I'm learning DI with tsyringe. I'm also totally new to the concept of DI.
The following snippet works and the container.resolve(Foo)
properly instantiate the dependencies.
import "reflect-metadata";
import { injectable, container } from "tsyringe";
class Database {
get() {
return "got-stuff-from-database";
}
}
@injectable()
class Foo {
constructor(private database: Database) {}
checkDb() {
return this.database.get();
}
}
const fooInstance = container.resolve(Foo);
console.log(fooInstance.checkDb());
//=> got-stuff-from-database
This is understandable. But the snippet below (mostly taken from their readme) is neither working for me nor I can understand, and nor I can understand why we need inject
when we have the above injectable
decorator. I'm sorry I searched online and found everyone is using it like everyone already know about it.
interface Database {}
@injectable()
class Foo {
constructor(@inject("Database") private database?: Database) {}
checkDb() {
return 'stuff';
}
}
const fooInstance = container.resolve(Foo);
console.log(fooInstance.checkDb());
So the main thing to keep in mind is that tsyringe is a Typescript library. When Typescript gets compiled to Javascript the interfaces are basically not there anymore (like the Database
interface in your example) so the DI magic that happens with the classes can't be done as usual. The documentation explains it like so:
Interfaces don't have type information at runtime, so we need to decorate them with @inject(...) so the container knows how to resolve them.

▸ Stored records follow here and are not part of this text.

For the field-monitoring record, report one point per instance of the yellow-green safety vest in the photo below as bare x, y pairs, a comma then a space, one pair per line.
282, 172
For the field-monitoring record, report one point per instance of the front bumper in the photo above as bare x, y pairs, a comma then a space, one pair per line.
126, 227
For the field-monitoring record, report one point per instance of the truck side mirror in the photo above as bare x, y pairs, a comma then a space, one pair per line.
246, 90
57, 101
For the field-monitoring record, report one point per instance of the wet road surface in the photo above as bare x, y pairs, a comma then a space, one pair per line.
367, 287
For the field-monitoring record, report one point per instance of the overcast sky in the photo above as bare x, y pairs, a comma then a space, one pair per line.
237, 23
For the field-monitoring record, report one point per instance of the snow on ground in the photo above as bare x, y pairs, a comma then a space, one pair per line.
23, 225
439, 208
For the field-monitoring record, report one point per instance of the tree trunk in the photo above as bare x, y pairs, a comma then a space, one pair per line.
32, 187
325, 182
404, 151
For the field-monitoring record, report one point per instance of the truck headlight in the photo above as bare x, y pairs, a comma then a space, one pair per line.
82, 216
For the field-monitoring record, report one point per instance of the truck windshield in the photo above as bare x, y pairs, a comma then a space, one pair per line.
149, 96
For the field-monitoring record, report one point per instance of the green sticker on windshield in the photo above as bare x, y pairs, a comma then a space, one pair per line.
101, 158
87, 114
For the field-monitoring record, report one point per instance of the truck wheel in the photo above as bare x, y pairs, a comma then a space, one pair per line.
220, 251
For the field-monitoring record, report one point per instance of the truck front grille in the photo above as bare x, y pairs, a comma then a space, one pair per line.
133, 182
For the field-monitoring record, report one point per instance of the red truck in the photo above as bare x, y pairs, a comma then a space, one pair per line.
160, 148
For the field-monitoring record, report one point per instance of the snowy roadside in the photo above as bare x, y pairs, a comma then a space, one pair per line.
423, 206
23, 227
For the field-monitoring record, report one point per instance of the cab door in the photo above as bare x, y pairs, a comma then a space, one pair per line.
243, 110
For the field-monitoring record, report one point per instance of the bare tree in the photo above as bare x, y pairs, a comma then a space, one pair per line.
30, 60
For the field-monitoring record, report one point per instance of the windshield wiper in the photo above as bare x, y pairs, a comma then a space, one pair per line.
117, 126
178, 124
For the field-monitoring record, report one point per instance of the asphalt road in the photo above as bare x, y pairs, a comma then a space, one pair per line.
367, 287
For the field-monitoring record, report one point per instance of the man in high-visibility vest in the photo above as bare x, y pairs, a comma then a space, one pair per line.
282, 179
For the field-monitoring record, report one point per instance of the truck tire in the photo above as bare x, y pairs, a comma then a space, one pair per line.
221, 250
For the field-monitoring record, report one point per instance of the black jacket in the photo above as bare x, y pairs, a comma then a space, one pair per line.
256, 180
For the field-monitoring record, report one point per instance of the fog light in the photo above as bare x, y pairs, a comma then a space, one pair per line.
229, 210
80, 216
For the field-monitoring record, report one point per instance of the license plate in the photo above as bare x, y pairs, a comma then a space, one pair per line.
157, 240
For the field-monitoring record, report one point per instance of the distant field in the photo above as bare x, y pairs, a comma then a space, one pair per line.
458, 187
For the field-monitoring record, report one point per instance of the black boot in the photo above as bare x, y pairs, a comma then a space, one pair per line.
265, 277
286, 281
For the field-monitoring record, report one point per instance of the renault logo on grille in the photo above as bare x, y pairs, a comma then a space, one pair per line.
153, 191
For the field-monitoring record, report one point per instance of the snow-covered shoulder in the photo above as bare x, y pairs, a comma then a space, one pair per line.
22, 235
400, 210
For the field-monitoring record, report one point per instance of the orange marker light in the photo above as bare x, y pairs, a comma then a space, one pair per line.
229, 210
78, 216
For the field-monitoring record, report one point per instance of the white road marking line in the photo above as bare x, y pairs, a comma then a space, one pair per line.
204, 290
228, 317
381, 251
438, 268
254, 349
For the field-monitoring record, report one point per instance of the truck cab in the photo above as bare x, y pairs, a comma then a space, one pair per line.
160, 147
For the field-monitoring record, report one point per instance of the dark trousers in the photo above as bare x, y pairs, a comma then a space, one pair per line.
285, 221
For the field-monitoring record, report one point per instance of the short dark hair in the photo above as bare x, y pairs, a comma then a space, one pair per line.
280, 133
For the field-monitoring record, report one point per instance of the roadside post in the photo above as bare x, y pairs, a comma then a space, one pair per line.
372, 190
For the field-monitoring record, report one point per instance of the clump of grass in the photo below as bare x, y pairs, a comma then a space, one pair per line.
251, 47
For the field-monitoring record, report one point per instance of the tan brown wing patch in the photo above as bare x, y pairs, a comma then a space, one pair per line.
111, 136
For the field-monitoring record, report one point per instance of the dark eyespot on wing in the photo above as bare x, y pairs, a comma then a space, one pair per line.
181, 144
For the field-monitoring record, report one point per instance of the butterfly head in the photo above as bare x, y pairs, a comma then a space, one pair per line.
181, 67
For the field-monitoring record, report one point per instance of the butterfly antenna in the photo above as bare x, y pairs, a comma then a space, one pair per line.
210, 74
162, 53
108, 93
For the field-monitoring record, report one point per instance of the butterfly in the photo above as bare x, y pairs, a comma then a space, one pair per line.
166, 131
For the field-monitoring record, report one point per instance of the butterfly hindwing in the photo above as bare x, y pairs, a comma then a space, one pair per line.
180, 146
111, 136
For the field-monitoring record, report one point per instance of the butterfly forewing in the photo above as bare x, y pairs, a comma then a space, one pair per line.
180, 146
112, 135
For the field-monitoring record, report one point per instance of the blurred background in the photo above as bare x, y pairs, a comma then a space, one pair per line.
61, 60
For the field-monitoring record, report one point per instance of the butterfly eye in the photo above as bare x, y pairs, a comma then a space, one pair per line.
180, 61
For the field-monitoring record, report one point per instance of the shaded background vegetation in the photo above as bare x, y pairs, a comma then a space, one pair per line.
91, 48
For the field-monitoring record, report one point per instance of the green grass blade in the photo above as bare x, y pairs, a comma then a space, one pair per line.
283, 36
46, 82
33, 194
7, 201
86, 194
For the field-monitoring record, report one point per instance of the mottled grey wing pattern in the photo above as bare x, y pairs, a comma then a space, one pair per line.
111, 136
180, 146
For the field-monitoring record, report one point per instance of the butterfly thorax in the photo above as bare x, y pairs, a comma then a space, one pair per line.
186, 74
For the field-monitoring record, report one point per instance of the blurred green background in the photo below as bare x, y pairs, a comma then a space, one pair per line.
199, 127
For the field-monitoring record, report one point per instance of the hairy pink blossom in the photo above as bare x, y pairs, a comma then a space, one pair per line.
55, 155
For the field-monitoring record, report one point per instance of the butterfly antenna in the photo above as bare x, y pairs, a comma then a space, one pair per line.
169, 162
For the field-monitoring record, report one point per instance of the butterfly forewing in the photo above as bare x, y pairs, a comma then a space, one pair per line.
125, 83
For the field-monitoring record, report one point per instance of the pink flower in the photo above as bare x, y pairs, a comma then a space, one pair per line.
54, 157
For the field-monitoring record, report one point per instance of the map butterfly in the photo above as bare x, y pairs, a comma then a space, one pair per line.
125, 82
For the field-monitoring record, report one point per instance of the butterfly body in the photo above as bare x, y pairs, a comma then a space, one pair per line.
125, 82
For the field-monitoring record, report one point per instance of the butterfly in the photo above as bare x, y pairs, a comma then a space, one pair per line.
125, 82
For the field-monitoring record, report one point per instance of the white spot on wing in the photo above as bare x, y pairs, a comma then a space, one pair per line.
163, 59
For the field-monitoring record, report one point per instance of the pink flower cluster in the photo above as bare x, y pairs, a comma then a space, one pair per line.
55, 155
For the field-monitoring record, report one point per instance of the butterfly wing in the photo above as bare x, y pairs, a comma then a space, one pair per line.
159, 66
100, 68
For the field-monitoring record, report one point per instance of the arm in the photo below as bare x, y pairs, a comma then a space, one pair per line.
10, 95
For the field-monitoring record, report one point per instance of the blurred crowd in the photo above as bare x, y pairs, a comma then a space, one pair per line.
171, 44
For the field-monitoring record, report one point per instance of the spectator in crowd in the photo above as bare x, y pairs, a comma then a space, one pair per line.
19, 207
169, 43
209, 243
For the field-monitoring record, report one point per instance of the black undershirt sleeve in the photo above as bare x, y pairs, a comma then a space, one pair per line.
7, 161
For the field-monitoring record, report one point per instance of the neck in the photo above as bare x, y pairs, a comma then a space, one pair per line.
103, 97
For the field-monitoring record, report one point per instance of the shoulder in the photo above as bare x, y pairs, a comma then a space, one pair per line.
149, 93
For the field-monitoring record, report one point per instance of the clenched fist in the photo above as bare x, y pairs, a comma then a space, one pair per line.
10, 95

The reason it's still not working for you is because you have only told the DI framework that it has to look for an instance of something registered under the token "Database"
but there is actually nothing registered there. So to make it work you still need to tell tsyringe that "Database"
has a class or instance associated to it like so:
container.register("Database", {
useClass: SomeDatabaseImplementation
});
Note that you still would have to create said implementation because you can't instantiate interfaces. For deeper understanding I would recommend having a look at the source code of the library, it's fairly simple to understand and gives you a much better understanding of the inner workings.